The report claims allowing transgender soldiers to serve openly “could undermine readiness, disrupt unit cohesion, and impose an unreasonable burden on the military that is not conducive to military effectiveness and lethality.”

“The prior administration largely based its policy on a study prepared by the RAND National Defense Research Institute; however, that study contained significant shortcomings. It referred to limited and heavily caveated data to support its conclusions, glossed over the impacts of healthcare costs, readiness, and unit cohesion, and erroneously relied on the selective experiences of foreign militaries with different operational requirements than our own. In short, this policy issue has proven more complex than the prior administration or RAND assumed. In fact, the study also looked at transgender soldiers already serving in the U.S. armed forces, although those numbers were hard to ascertain,” the memo stated.

In fact, it used all available data, noting the difficulty inherent in analyzing a population that has been forced to go underground due to discriminatory practices that disallowed trans soldiers to serve openly in this country’s armed services until after the study was conducted.

Even still, it estimated the number of transgender soldiers currently serving in the U.S. armed services – a fraction of a percentage – and did assess the likely “impact on unit cohesion, operational effectiveness, or readiness,” finding it to be little to none.

“Commanders noted that the policies had benefits for all service members by creating a more inclusive and diverse force,” it noted.

“Policy changes to open more roles to women and to allow gay and lesbian personnel to serve openly in the U.S. military have similarly had no significant effect on unit cohesion, operational effectiveness, or readiness,” it also found.

The Trump administration’s memo regarding the latest transgender ban conveniently ignored that particular finding, while accusing the RAND study of being selective.

It’s a classic Trump administration move: blame the opposition for doing what you yourself are in fact up to.

While the ban appears to be a losing battle for the administration, it will still get its way in the short term.

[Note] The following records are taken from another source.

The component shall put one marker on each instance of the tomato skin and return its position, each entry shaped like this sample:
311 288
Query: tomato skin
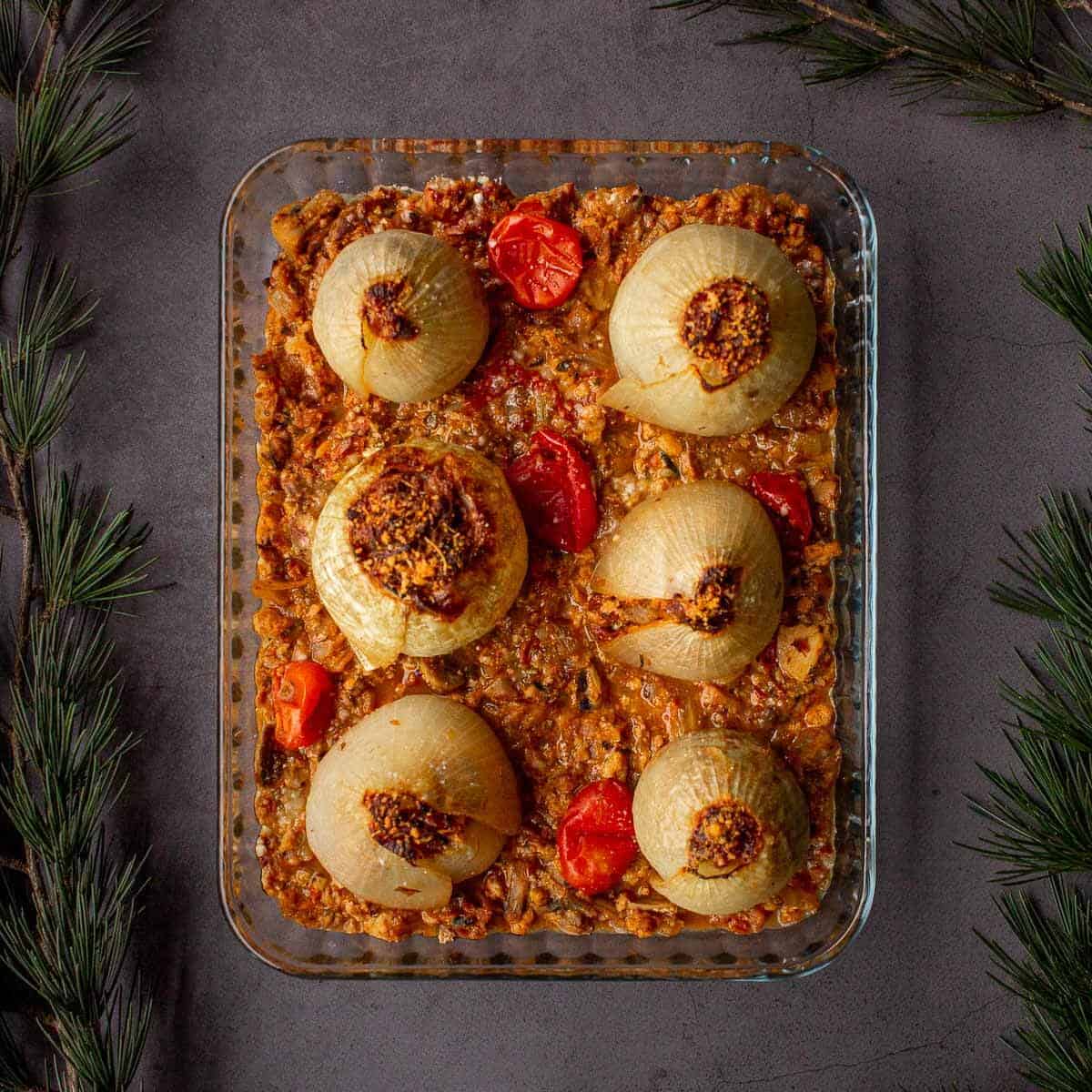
595 841
540 259
304 704
785 498
552 486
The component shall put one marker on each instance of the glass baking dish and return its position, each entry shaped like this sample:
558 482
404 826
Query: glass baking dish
844 227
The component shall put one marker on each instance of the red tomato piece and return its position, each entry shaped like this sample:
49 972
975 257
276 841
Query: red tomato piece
304 704
785 498
595 842
541 259
552 486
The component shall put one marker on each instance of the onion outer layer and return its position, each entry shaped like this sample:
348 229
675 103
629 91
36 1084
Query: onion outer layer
440 752
442 299
660 551
659 380
377 623
703 769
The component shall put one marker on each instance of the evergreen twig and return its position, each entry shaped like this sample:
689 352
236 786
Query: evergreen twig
66 917
1040 816
1000 59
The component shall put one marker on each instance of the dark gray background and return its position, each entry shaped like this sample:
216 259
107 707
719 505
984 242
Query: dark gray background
977 390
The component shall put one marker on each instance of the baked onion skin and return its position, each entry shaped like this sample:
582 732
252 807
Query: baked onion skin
662 379
713 769
379 623
663 550
437 752
401 315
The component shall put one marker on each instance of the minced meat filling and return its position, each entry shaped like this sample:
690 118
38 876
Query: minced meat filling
726 836
418 528
727 327
383 314
409 827
565 715
713 607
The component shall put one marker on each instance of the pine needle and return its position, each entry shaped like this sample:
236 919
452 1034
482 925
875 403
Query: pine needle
1002 60
11 55
86 557
15 1076
66 933
1064 278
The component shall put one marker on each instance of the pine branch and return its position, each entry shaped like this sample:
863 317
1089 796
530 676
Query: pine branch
1054 982
69 943
1002 60
1057 702
1040 814
114 36
1064 278
66 126
86 558
65 719
15 1076
1053 567
72 954
1055 976
35 389
11 50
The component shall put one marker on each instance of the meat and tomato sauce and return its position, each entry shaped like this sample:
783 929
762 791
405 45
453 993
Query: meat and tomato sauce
566 715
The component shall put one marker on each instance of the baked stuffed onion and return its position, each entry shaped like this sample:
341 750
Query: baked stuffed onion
699 577
419 550
401 315
722 822
413 798
713 331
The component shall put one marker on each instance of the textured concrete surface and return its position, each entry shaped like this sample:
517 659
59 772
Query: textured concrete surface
977 387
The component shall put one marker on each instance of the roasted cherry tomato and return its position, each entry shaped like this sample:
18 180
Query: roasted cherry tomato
785 498
552 486
304 704
541 259
595 842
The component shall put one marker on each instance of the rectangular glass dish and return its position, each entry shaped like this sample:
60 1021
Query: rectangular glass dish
844 227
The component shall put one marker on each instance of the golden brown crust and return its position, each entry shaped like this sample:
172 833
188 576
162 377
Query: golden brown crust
565 715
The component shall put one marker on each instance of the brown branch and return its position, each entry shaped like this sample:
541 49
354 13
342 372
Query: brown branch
55 30
1021 81
15 467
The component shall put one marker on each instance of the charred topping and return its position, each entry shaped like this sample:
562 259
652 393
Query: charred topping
713 606
726 836
409 827
383 312
418 528
727 327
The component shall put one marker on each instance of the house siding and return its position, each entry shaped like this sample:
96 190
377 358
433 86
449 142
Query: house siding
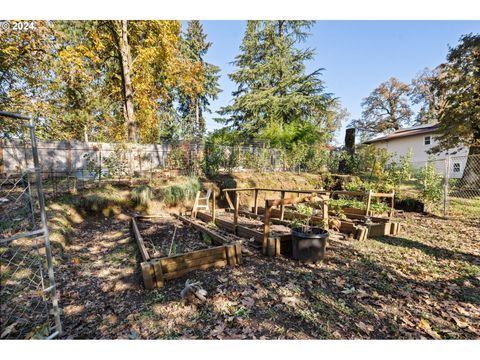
401 146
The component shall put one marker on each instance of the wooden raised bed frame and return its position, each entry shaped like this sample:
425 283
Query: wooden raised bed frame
155 270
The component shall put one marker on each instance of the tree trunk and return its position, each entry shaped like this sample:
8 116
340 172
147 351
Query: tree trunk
471 173
126 60
198 126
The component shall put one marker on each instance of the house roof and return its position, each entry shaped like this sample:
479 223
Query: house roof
415 130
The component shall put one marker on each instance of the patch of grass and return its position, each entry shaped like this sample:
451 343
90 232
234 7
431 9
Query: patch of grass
142 195
466 207
174 195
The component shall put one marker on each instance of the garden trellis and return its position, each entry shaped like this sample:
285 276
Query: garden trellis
28 291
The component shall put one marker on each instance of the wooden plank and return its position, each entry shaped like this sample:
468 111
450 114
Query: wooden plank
282 206
369 203
157 268
386 195
229 201
349 193
255 202
266 228
180 273
184 262
230 254
204 216
216 237
148 275
2 165
139 240
214 207
195 205
354 211
235 213
238 253
198 254
245 232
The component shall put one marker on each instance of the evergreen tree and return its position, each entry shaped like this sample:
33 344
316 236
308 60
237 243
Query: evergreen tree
274 93
193 104
385 110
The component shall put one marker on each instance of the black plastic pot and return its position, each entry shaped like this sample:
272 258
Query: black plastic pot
309 246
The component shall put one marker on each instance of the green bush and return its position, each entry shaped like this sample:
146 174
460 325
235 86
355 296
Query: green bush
142 195
431 185
175 194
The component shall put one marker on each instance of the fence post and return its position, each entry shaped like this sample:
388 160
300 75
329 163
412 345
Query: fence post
100 166
445 185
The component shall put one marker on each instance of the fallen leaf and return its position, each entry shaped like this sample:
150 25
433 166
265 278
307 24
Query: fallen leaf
461 324
348 290
364 327
290 300
339 281
425 326
248 302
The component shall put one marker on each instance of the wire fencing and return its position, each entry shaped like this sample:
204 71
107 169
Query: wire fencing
448 187
28 292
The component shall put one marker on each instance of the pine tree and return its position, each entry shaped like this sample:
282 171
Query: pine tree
274 93
386 109
194 103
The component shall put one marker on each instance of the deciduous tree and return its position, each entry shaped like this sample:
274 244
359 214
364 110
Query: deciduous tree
386 109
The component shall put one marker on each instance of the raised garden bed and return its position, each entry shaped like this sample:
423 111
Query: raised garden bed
249 228
154 234
357 230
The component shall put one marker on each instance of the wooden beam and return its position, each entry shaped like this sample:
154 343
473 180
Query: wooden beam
266 227
214 207
218 238
282 206
235 214
369 202
255 202
229 201
139 240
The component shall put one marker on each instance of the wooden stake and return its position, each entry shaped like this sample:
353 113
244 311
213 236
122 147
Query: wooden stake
282 207
266 227
214 207
235 214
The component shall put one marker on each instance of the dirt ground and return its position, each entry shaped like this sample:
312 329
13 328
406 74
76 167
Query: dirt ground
423 283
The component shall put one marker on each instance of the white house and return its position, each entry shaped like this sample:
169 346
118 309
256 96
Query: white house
421 139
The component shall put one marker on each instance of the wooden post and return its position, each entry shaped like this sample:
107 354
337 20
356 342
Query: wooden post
214 206
69 158
229 200
195 204
325 211
266 228
369 201
282 207
392 209
2 166
235 214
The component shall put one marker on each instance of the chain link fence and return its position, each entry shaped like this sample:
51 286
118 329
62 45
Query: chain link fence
28 293
449 187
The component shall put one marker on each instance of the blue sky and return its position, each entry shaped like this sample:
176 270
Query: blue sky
357 55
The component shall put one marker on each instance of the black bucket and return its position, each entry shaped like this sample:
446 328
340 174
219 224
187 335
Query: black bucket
309 246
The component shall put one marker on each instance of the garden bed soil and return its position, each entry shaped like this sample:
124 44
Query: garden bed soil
254 224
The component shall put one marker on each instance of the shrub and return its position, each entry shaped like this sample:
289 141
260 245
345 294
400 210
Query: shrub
431 185
142 195
175 194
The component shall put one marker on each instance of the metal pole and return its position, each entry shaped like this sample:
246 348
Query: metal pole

As the legal challenge winds its way through the court system, countless transgender people will stay closeted or avoid enlisting.

Lambda Legal, which has been challenging the ban in court, noted in a statement that now “transgender people serving in or seeking to join the military must live under a dark cloud of harmful uncertainty.”

Related: Remembering the transgender people lost in 2018

“Although at least one openly transgender person has decided to enlist in the military under the protections of the preliminary injunctions, many others have decided to wait for the litigation to proceed because they have a reasonable concern that the rug will be pulled out from under them once they have enlisted,” wrote Lambda Legal Staff Attorney Sasha Buchert. “This ‘chilling effect’ means that many transgender people who would otherwise join the military are effectively denied the privileges that come with military service as they wait indefinitely for finality in the courts.”

“Openly serving transgender service members are also currently forced to cope with concerns about their livelihood; whether they will be able to support themselves and their families in the future and whether they will soon lose health care for themselves and their children if they are purged out of the military,” Buchert added. “This ban has placed a badge of inferiority on transgender service members. It stigmatizes them as less capable of serving in the military and reduces their stature among their peers.”

“Many others are forced to hide their identity because they reasonably fear that if they come out to their command and there is an adverse court ruling, they too will be summarily dismissed from their jobs.”